Related: https://github.com/10up/wp-hammer
@swissspidy I may be misunderstanding, but it seems to me that wp-hammer
applies the changes to the database, so would be run on the local development database rather than the production database. Which is nice, but seems like a just-too-late solution to me. It would be nice if the developer never needs to obtain the private information, and could just have an anonymized DB export to load into the local environment instead.
Is there any progress in this?
Just fiddling around with the wp cli and https://roots.io/plugins/sync-script/ would be a great step to having a fast and effective way to pull databases from production to development. But I am missing a layer of anonymization.
Would be amazing to have a way to wp db export --anonymized
or something.
This would likely require a short configuration.
wp-migrate-db-anonymization (https://github.com/deliciousbrains/wp-migrate-db-anonymization) is a great step to make that happen for their script.
Oh, wow, the mentioned https://github.com/nullvariable/wpcli-gdpr-sanitizer sound great - but this would need to happen on the production site and just to the exported sql, not the live database.
I agree with @Japh - the anonymization should happen before sensitive data ever touched my local setup/the staging site.
As soon as the sql is exported, the file has no knowledge about WP anymore. So core functions will not be able to do the trick, right?
Just triggering some SQL commands to the SQL file might be possible, but would just manage to do the base work - eg. reset passwords and email addresses.
Is there a way I can support a potential implementation of this feature?
Having an option like: wp db export --truncate-tables=wp_users,wp_usermeta
would already be a huge help (although you still need to create a new user afterwards)

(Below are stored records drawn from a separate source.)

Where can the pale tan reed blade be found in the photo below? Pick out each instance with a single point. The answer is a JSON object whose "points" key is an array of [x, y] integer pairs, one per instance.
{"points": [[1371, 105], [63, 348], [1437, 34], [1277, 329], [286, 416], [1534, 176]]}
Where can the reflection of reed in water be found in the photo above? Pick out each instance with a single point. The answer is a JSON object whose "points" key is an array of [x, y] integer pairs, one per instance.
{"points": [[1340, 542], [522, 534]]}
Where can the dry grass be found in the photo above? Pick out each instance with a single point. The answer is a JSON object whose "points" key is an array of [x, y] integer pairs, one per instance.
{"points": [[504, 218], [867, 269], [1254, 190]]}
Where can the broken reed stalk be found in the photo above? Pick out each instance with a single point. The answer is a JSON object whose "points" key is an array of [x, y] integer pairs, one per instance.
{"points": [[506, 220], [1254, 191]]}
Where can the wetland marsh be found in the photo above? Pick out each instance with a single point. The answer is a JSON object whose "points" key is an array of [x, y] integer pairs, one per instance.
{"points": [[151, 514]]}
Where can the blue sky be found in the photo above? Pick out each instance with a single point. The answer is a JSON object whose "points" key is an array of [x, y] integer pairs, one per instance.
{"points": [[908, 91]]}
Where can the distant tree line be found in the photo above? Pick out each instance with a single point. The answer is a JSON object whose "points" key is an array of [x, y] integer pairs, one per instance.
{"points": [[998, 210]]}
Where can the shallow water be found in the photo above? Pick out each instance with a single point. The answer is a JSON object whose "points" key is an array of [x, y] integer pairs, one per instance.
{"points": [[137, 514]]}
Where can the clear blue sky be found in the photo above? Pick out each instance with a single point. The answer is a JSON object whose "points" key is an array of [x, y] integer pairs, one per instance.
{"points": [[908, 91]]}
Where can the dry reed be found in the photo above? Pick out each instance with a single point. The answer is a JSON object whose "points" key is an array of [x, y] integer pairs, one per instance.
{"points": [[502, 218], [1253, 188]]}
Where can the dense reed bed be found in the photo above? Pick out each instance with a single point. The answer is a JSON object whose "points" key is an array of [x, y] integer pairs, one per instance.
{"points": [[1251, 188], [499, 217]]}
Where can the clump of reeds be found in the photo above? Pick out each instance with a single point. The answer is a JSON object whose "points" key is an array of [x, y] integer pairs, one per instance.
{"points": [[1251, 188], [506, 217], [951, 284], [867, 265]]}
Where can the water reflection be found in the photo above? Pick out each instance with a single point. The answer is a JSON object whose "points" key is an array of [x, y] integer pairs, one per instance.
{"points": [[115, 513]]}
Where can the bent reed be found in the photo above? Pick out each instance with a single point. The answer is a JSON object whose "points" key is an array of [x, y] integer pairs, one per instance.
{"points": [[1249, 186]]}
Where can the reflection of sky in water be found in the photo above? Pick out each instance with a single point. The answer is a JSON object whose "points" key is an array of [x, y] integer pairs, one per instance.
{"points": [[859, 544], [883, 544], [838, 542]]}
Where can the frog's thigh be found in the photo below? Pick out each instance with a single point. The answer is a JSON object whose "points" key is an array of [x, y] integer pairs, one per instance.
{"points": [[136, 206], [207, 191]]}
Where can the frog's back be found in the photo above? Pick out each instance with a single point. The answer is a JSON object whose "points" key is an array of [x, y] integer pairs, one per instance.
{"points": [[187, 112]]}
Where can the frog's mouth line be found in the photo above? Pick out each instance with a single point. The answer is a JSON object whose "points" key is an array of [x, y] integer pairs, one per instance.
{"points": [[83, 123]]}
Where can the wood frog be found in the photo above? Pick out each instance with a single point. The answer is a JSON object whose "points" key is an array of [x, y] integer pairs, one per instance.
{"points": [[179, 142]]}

In case it helps someone, this is how I got the same result (an export without user data but keeping the table structures), using bash and mysqldump.
#!/usr/bin/env bash
MYSQLDUMP_IGNORE_FLAGS="--ignore-table=$DB_NAME.wp_users --ignore-table=$DB_NAME.wp_usermeta"
MYSQLDUMP_NO_DATA_FLAGS="wp_users wp_usermeta"
{ mysqldump -h "$DB_HOST" -u "$DB_USER" -p'$DB_PASSWORD' "$DB_NAME" $MYSQLDUMP_IGNORE_FLAGS --no-tablespaces && mysqldump -h "$DB_HOST" -u "$DB_USER" -p'$DB_PASSWORD' --no-tablespaces --no-data "$DB_NAME" ${MYSQLDUMP_NO_DATA_FLAGS}; } > "$DB_EXPORT_SAVE_PATH"
It would be nice to just be able to use WP-CLI to do this.
@theodejager You can try also something like that
#!/usr/bin/env bash
MYSQLDUMP_IGNORE_FLAGS="--ignore-table=$DB_NAME.wp_users --ignore-table=$DB_NAME.wp_usermeta"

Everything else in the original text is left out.